この作品、観始めてまず感じるのは、作画が素晴らしいな、ということ。背景も人物もとても綺麗に描けていますし、たまにあるアクションシーンも、ちょっとびっくりするくらい出来が良くて、映像的には文句なしのクオリティでした。では、物語としてはどうだったかというと、適度に下衆なユーモアをベースに、ときどき少し真面目になったりして、こちらも普通に面白かったです。個人的には、異世界転生ものというと、ただ主人公にチート能力を持たせて活躍させたいときに使える、便利でお手軽な形式みたいなイメージがあって、一旦物語が動き出してしまうと、「これ別に前世がどうとか必要なくね?」なんて思ってしまうことも多いのですが、この作品の場合、主人公の声を、少年ルーデウスとしての表の声と、心のなかの前世の男の声で使い分けることによって、中身は引きこもりのダメ人間であるということが常に意識されるようになっており、転生ものであることの意味が、ちゃんと感じられる内容になっていました。

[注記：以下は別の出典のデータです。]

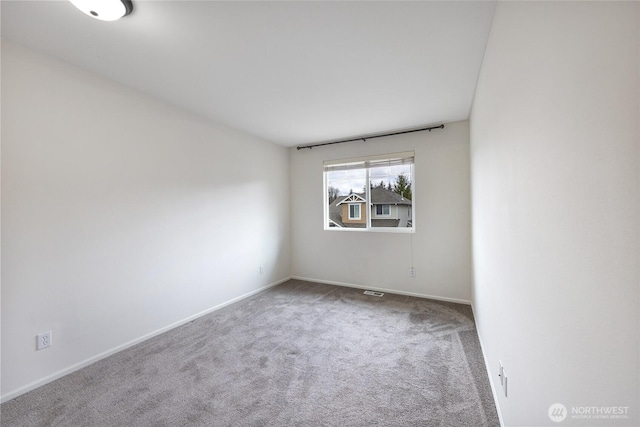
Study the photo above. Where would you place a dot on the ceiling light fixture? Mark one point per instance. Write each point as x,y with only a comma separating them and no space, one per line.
105,10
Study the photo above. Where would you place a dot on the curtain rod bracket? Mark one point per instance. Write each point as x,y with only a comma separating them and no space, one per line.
364,139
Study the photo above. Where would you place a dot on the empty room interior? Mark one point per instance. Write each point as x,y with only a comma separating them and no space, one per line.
196,194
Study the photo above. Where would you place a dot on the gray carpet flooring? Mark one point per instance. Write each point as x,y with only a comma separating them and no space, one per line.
298,354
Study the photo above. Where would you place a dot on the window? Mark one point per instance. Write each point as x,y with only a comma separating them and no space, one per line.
370,193
382,210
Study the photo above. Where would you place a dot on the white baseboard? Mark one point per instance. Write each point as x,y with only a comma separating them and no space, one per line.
489,370
391,291
66,371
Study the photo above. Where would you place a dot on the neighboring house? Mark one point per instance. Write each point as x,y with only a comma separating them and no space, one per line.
388,209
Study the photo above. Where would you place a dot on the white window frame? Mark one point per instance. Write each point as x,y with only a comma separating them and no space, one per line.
366,161
359,206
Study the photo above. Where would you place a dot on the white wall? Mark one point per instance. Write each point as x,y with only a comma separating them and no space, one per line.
122,215
555,172
441,243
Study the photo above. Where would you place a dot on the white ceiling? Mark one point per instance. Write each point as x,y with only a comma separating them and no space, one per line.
288,72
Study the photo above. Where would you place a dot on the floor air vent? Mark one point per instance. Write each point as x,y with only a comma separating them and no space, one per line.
374,293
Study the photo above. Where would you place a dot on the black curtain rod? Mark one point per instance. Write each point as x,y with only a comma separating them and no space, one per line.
364,138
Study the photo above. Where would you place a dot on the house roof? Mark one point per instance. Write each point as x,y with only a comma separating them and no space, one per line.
382,196
379,196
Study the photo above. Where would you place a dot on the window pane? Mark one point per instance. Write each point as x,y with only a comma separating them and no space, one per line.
346,196
391,195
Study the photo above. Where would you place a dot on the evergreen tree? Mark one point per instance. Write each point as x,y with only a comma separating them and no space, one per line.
333,193
402,186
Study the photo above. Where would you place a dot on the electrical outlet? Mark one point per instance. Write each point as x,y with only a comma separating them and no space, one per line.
504,386
43,340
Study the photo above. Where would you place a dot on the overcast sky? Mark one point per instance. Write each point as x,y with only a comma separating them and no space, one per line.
355,179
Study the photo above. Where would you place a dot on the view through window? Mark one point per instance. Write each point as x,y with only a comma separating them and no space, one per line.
370,193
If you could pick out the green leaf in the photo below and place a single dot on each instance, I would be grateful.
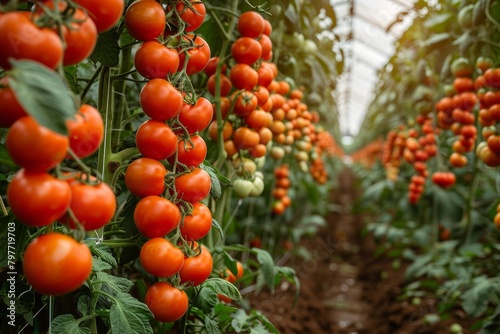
(43, 94)
(128, 315)
(223, 287)
(266, 266)
(107, 49)
(67, 323)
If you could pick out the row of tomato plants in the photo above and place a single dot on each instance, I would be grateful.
(127, 143)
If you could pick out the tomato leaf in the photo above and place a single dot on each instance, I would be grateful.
(128, 315)
(43, 94)
(67, 323)
(223, 287)
(107, 49)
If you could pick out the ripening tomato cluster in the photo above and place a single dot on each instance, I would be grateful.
(168, 177)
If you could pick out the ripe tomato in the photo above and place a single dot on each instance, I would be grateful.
(251, 24)
(160, 100)
(246, 50)
(156, 140)
(197, 224)
(86, 131)
(192, 17)
(10, 109)
(156, 216)
(145, 177)
(154, 60)
(35, 147)
(21, 39)
(166, 302)
(191, 153)
(105, 14)
(37, 198)
(243, 77)
(160, 258)
(145, 20)
(196, 118)
(93, 205)
(80, 38)
(55, 264)
(199, 55)
(197, 268)
(225, 85)
(194, 186)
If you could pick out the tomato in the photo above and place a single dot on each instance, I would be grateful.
(156, 140)
(266, 45)
(93, 205)
(156, 216)
(105, 14)
(160, 258)
(80, 38)
(10, 108)
(246, 50)
(251, 24)
(154, 60)
(37, 198)
(197, 268)
(192, 17)
(225, 85)
(246, 102)
(145, 20)
(199, 55)
(212, 66)
(160, 100)
(243, 77)
(145, 177)
(197, 224)
(191, 152)
(196, 118)
(245, 138)
(21, 39)
(86, 131)
(193, 186)
(35, 147)
(55, 264)
(166, 302)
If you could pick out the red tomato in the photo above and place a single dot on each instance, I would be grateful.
(166, 302)
(145, 177)
(86, 131)
(55, 264)
(192, 17)
(37, 198)
(197, 269)
(105, 14)
(154, 60)
(93, 205)
(243, 77)
(197, 118)
(193, 186)
(156, 140)
(145, 20)
(197, 224)
(80, 38)
(35, 147)
(160, 258)
(246, 50)
(156, 216)
(10, 109)
(21, 39)
(199, 56)
(251, 24)
(160, 100)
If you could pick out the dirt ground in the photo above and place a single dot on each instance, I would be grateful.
(345, 288)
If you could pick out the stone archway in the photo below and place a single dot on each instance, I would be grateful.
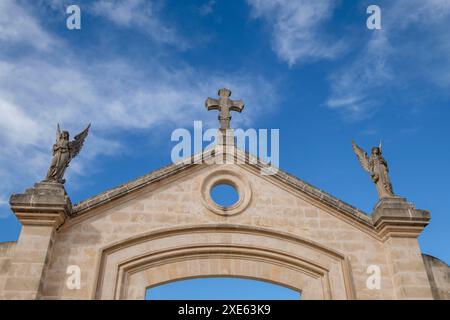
(128, 268)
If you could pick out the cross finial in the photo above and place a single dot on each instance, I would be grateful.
(224, 104)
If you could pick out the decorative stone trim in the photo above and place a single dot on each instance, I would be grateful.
(224, 176)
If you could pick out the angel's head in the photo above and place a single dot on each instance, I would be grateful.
(65, 135)
(376, 151)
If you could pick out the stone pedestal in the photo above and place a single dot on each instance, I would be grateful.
(41, 210)
(399, 224)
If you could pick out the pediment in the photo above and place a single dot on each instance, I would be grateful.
(242, 162)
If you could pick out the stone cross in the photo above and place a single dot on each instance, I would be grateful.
(224, 104)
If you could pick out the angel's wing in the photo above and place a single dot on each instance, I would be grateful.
(58, 132)
(362, 157)
(76, 145)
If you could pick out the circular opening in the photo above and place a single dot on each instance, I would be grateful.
(224, 195)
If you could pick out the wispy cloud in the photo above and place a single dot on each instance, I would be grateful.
(140, 15)
(393, 58)
(17, 26)
(116, 95)
(296, 28)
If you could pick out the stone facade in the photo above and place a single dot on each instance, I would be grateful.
(164, 227)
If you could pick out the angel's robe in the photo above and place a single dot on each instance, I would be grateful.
(60, 160)
(380, 176)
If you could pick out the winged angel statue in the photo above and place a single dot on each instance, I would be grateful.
(377, 166)
(63, 152)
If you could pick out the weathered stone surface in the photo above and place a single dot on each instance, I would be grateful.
(163, 227)
(438, 273)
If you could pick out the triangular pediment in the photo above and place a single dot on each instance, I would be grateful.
(208, 161)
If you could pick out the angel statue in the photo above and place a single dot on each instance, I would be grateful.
(63, 152)
(377, 166)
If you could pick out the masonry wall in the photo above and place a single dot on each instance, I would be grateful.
(438, 273)
(6, 254)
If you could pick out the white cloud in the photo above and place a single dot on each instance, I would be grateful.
(297, 28)
(394, 56)
(116, 95)
(16, 25)
(141, 15)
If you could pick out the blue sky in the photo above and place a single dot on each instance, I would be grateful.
(138, 69)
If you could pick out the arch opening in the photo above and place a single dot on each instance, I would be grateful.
(221, 288)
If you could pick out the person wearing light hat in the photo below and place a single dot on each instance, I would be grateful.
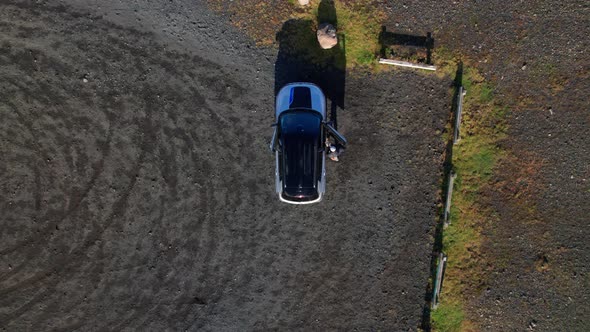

物語の方向性としても、前世の知識を利用して無双するようなお決まりのパターンではなく、むしろ前世の失敗を繰り返さないという、ある種の成長もののような一面もあるので、ルーデウスがどのような道を歩んでいくのか、先の展開も気になります。また、主人公以外の登場人物も含め、キャラが全体的にかなり人間臭くて、それも作品の面白さに繋がっていたと思います。
最後まで観終わって、内容的にも外形的にも、なかなか高品質な作品でした。このあとは、2クール目がおそらく夏くらいに放送されそうなので、そちらにも期待したいです。